Autre procédé récurrent, la famille de l'inspecteur
est souvent mise à mal afin que le spectateur accepte plus facilement
que justice soit rendue. Ainsi, le justicier-flic voit sa bonne famille
catholique et sans reproche agressée sans relâche; sa femme
ou sa fille assassinée et/ou violée à chaque "épisode"...
quand ce n'est pas les deux à la fois...
Dans Kinjite, voilà en quels termes le lieutenant Crowe qualifie
Duke, le proxénète qui sévit tout le long du film
: "Cette pourriture a une écurie de jeunes gazelles, des petites
filles! et il fait son beurre sur leurs dos. Si on l'arrête, en
moins de 5 minutes, il est de nouveau dehors !"

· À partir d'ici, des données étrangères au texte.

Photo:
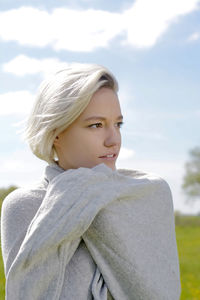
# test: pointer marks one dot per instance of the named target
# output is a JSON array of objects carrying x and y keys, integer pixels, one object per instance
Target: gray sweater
[{"x": 91, "y": 234}]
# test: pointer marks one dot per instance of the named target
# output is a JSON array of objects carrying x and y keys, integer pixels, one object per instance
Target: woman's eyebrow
[{"x": 101, "y": 118}]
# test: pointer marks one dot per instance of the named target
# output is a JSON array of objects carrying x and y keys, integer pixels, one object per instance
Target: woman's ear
[{"x": 56, "y": 141}]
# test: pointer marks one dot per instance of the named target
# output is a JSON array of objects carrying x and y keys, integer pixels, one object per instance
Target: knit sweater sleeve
[
  {"x": 72, "y": 200},
  {"x": 126, "y": 223},
  {"x": 133, "y": 242}
]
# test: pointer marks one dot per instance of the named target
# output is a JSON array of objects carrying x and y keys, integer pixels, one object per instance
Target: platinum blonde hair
[{"x": 60, "y": 101}]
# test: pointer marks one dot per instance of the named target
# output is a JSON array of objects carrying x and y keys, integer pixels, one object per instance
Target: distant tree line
[{"x": 191, "y": 180}]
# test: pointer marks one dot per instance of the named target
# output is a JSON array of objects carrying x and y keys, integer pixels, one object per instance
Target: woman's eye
[
  {"x": 119, "y": 124},
  {"x": 96, "y": 125}
]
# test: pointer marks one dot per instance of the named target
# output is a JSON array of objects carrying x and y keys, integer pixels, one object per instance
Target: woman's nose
[{"x": 112, "y": 137}]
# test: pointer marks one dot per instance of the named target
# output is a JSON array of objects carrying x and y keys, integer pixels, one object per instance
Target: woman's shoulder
[{"x": 23, "y": 200}]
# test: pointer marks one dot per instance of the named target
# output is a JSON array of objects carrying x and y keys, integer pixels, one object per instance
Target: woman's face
[{"x": 94, "y": 137}]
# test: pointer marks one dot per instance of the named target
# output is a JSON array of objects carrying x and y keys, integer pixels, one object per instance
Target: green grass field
[{"x": 188, "y": 240}]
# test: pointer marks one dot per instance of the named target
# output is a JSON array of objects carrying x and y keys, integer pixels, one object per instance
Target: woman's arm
[
  {"x": 71, "y": 202},
  {"x": 133, "y": 243}
]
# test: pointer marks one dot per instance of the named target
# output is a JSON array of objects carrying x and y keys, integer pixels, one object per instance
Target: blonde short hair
[{"x": 61, "y": 99}]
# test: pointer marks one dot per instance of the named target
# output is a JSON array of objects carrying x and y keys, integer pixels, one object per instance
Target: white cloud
[
  {"x": 147, "y": 20},
  {"x": 85, "y": 30},
  {"x": 23, "y": 65},
  {"x": 194, "y": 37},
  {"x": 16, "y": 103}
]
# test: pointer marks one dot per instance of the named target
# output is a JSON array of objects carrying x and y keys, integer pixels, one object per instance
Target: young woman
[{"x": 87, "y": 230}]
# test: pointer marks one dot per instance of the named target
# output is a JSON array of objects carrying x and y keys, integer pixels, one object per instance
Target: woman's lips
[{"x": 110, "y": 157}]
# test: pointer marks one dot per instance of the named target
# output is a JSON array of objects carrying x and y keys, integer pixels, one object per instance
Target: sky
[{"x": 153, "y": 49}]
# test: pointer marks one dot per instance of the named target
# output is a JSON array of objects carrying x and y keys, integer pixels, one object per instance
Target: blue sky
[{"x": 152, "y": 47}]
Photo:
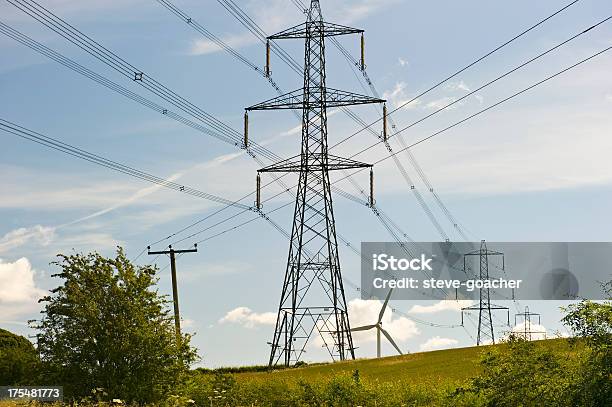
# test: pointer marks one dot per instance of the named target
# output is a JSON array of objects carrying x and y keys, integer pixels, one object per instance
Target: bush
[
  {"x": 107, "y": 327},
  {"x": 18, "y": 359}
]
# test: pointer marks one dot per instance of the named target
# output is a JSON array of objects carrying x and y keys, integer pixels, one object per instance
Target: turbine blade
[
  {"x": 362, "y": 328},
  {"x": 391, "y": 340},
  {"x": 382, "y": 310}
]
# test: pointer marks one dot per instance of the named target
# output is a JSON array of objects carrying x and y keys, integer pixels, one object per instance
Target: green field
[
  {"x": 419, "y": 379},
  {"x": 447, "y": 367}
]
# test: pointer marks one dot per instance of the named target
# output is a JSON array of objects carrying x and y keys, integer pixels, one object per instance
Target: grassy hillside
[{"x": 449, "y": 366}]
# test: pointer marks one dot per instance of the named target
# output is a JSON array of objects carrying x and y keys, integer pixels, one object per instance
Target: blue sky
[{"x": 534, "y": 169}]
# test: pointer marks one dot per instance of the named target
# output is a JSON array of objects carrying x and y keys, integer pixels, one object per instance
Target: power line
[
  {"x": 55, "y": 144},
  {"x": 59, "y": 26},
  {"x": 497, "y": 103},
  {"x": 475, "y": 62}
]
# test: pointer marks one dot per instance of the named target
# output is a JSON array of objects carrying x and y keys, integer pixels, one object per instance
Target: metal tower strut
[
  {"x": 486, "y": 333},
  {"x": 312, "y": 299}
]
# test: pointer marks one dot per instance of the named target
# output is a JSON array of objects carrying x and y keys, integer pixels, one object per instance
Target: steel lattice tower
[
  {"x": 526, "y": 316},
  {"x": 312, "y": 299},
  {"x": 486, "y": 333}
]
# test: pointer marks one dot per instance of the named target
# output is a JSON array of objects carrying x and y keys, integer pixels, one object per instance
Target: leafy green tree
[
  {"x": 591, "y": 323},
  {"x": 18, "y": 359},
  {"x": 106, "y": 326}
]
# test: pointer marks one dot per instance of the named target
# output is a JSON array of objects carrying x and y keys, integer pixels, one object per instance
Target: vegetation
[
  {"x": 107, "y": 334},
  {"x": 106, "y": 327},
  {"x": 18, "y": 359}
]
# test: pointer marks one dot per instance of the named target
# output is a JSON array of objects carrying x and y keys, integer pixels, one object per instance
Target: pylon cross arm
[
  {"x": 310, "y": 28},
  {"x": 314, "y": 162},
  {"x": 312, "y": 98}
]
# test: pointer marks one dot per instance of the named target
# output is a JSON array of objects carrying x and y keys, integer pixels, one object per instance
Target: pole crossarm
[
  {"x": 300, "y": 99},
  {"x": 316, "y": 162},
  {"x": 308, "y": 29}
]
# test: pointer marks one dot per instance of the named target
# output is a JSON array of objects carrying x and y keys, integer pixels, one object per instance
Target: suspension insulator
[
  {"x": 258, "y": 192},
  {"x": 385, "y": 134},
  {"x": 362, "y": 53},
  {"x": 246, "y": 129},
  {"x": 372, "y": 187},
  {"x": 268, "y": 59}
]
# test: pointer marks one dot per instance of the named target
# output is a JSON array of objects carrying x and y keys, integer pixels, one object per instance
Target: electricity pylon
[
  {"x": 486, "y": 333},
  {"x": 312, "y": 298},
  {"x": 527, "y": 332}
]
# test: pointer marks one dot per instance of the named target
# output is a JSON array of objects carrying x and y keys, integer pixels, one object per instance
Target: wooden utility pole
[{"x": 172, "y": 253}]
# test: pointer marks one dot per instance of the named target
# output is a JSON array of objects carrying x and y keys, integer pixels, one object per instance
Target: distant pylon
[
  {"x": 527, "y": 332},
  {"x": 486, "y": 333},
  {"x": 312, "y": 298}
]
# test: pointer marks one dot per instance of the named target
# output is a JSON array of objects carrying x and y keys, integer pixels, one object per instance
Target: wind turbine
[{"x": 379, "y": 328}]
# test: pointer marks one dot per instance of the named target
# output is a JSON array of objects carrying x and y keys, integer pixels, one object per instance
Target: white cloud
[
  {"x": 42, "y": 235},
  {"x": 438, "y": 343},
  {"x": 364, "y": 312},
  {"x": 403, "y": 62},
  {"x": 398, "y": 96},
  {"x": 440, "y": 307},
  {"x": 246, "y": 317},
  {"x": 442, "y": 102},
  {"x": 351, "y": 11},
  {"x": 17, "y": 284}
]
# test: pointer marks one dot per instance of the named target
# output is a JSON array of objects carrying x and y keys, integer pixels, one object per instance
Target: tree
[
  {"x": 107, "y": 327},
  {"x": 591, "y": 324},
  {"x": 518, "y": 373},
  {"x": 18, "y": 359}
]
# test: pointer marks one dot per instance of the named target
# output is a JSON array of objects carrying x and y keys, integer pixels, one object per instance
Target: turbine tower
[
  {"x": 312, "y": 299},
  {"x": 380, "y": 329}
]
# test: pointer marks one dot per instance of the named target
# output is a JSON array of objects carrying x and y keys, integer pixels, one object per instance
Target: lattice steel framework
[
  {"x": 527, "y": 332},
  {"x": 486, "y": 332},
  {"x": 312, "y": 299}
]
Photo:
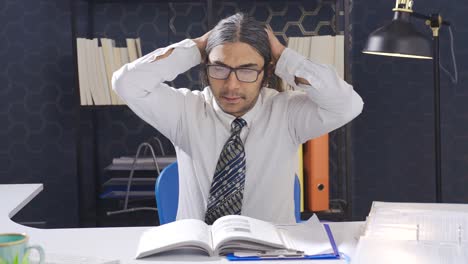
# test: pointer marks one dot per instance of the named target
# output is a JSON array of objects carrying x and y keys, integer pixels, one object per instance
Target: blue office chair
[{"x": 167, "y": 195}]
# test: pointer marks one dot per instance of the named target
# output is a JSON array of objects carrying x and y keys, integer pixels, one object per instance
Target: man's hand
[
  {"x": 201, "y": 44},
  {"x": 276, "y": 47}
]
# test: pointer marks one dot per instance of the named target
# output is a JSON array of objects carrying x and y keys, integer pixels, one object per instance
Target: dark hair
[{"x": 243, "y": 28}]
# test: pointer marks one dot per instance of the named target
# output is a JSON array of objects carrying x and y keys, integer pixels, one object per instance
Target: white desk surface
[{"x": 121, "y": 242}]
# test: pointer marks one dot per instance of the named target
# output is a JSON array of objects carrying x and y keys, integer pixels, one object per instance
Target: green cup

En bref, ce catalogue de scènes qui ne servent qu'à justifier/justicier
les actes de l'inspecteur sont d'autant plus immondes moralement qu'elles
traitent de sujets gravissimes...
Alors un conseil: si vous remarquez dans le générique d'un
film que celui-ci est produit par Golan-Globus, soyez attentifs et gardez
les yeux grands ouverts car ce que vous allez voir n'aura rien d'une réflexion
honnête sur la violence urbaine, l'auto-défense; rien d'un
divertissement... ce sera un brulôt idéologique mettant en
avant des positions éthiques plus que douteuses.